The next stop was Cold Bay at around 11am. This is one of the most exciting stops of the trip, as it is here where the headquarters of Izembek National refuge is. On the ship we had met the new manager of the Refuge, who was travelling with his two dogs. Traditionally, the ferry holds a lottery to choose 20 lucky passengers that are then taken on a 2 hour tour of the Reserve. Josh and I were lucky enough to go, while Jannice had to stay behind picking cloudberries.

The tour was fantastic. We learned about this last frontier of US land conservation. A big reserve set to protect eelgrass, which feeds thousands of migratory birds including Brent goose who arrive here every year after migrating from Baja California. About 2km into the reserve, a passenger shouted “Bear!” and our truck slid into a halt. While everybody looked for the (non-exisitent bear) I spotted monkeyflowers on a stream. Unfortunately I was not allowed to stop to collect so I could only mark the site with my GPS while we drove away. But our spirits were lifted when barely 1km away we did spot a brown bear. A large female bear rose from a low hill, followed by three cubs. The wind carried our scent and she stopped and looked, then ran a few dozen meters leaving the cubs to hurriedly catch up. Then she ran and stopped again, playing this game, while keeping an eye on us, until they reached a lake. It was a great sighting of this bear family. We continued with the tour of the refuge, hearing the story of the place, people and wildlife.

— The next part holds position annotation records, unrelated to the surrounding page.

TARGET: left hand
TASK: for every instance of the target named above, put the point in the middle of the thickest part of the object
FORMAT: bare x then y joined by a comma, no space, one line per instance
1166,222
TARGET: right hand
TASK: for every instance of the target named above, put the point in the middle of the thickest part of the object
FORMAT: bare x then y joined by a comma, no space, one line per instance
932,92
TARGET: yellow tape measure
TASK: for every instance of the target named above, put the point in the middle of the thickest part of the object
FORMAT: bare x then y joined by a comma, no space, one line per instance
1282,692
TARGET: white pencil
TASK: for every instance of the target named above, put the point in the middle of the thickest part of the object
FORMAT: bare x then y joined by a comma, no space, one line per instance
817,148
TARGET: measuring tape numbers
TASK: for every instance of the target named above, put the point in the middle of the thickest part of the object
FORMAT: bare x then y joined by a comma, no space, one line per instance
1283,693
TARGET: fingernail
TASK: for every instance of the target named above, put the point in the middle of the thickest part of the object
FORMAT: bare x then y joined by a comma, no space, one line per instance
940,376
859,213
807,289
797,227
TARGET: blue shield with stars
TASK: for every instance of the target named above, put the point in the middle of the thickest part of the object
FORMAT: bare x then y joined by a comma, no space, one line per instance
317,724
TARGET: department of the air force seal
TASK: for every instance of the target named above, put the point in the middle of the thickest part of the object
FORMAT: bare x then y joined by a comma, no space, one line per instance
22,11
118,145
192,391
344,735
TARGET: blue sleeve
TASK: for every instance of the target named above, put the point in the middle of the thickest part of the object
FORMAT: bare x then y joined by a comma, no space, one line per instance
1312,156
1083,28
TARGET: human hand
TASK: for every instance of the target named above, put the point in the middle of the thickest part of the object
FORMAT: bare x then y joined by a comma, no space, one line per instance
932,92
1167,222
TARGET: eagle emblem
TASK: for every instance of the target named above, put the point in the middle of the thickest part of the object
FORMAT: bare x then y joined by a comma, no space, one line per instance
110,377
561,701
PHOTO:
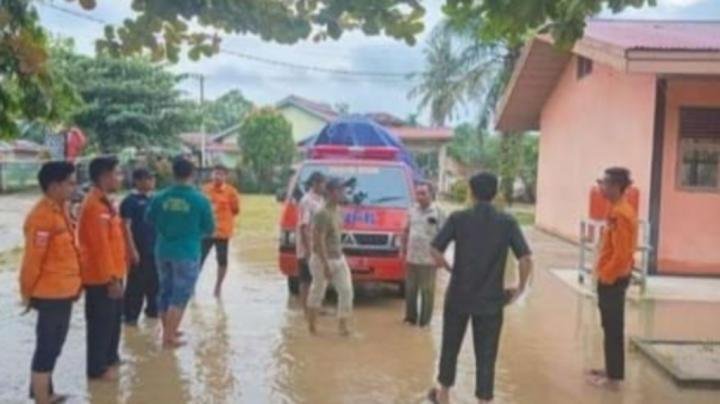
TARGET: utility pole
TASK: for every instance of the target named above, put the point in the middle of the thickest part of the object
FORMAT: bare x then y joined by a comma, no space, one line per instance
203,136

A definite highlight was to see the four volcanoes poking their head out from the clouds. Seeing these volcanoes is not assured in a short stop in Cold Bay. The ever present clouds is the very reason why the US military chose this site for a base during the warm up to the Second World War, hoping that they could hind military structures from the Japanese bombers.

The most interesting volcano was Pavlov, which was smoking, producing a thin flume that raised up far in the sky. Seeing a smoking volcano here was among the list of things I really wanted to see. After all we are sailing in the Ring of Fire, and an active volcano makes justice to this awesome name.

We eventually came back to the ferry a bit late, just to find that Jannice had fished a fairly good-sized fish with a borrowed rod that a kid and his dad take out at every stop. Oh, and I was forgetting, that when we arrived to Cold Bay we were also received by the locals, but this time two entrepreneurial kids were selling Japanese glass bubbles. These beautiful bubbles wash now and then in Alaskan beaches. They were used by Japanese fishermen to keep their nets afloat, and sometimes were lost or thrown overboard. Now replaced by plastic floaters, these glass bubbles are not only of historical interest but also extremely beautiful.

 

Next stop was False Bay. As we approached we kept an eye for wildlife. There were hundreds of tufted puffins floating on swirls at the mouth of the bay. Josh and Jannice also say a bear and cubs. At port, we had a bit more than an hour and a half, and within a few minutes we found monkeyflowers on the side of the road. It was a successful stop into this small community with population of 54. At the end of the pier there was a bunch of entrepreneurial kids selling lemonade, banana loaf, and glass bubbles. I couldn’t resist and bought another bubble, this time still surrounded by the original net. And banana loaf which I am having with tea in my little homage to Gillian and Lucia back home in Scotland.

After dinner I sat in the front deck near the bow of the ship. The Captain pointed out the wreckage of the Oduna, a ship that sunk at the coast in 1965. The rusting hull lay inclined against the rock cliffs. The sunset was ferocious, with low cloud acting as a lid that touched the tops of the conical volcanos and jagged mountains. In a curious natural phenomenon, a hole pierced the cloud just above a lonely island, and showered the bare rock with light. In the background, what at first looked like clouds, turned out to be a massive mountain range with snow covered peaks, and even higher than the volcanos of the background. At 10:30pm a pod of eight whales passed on both sides of the ship. The ship rocks softly, and the sun refuses to abandon the mountain peaks.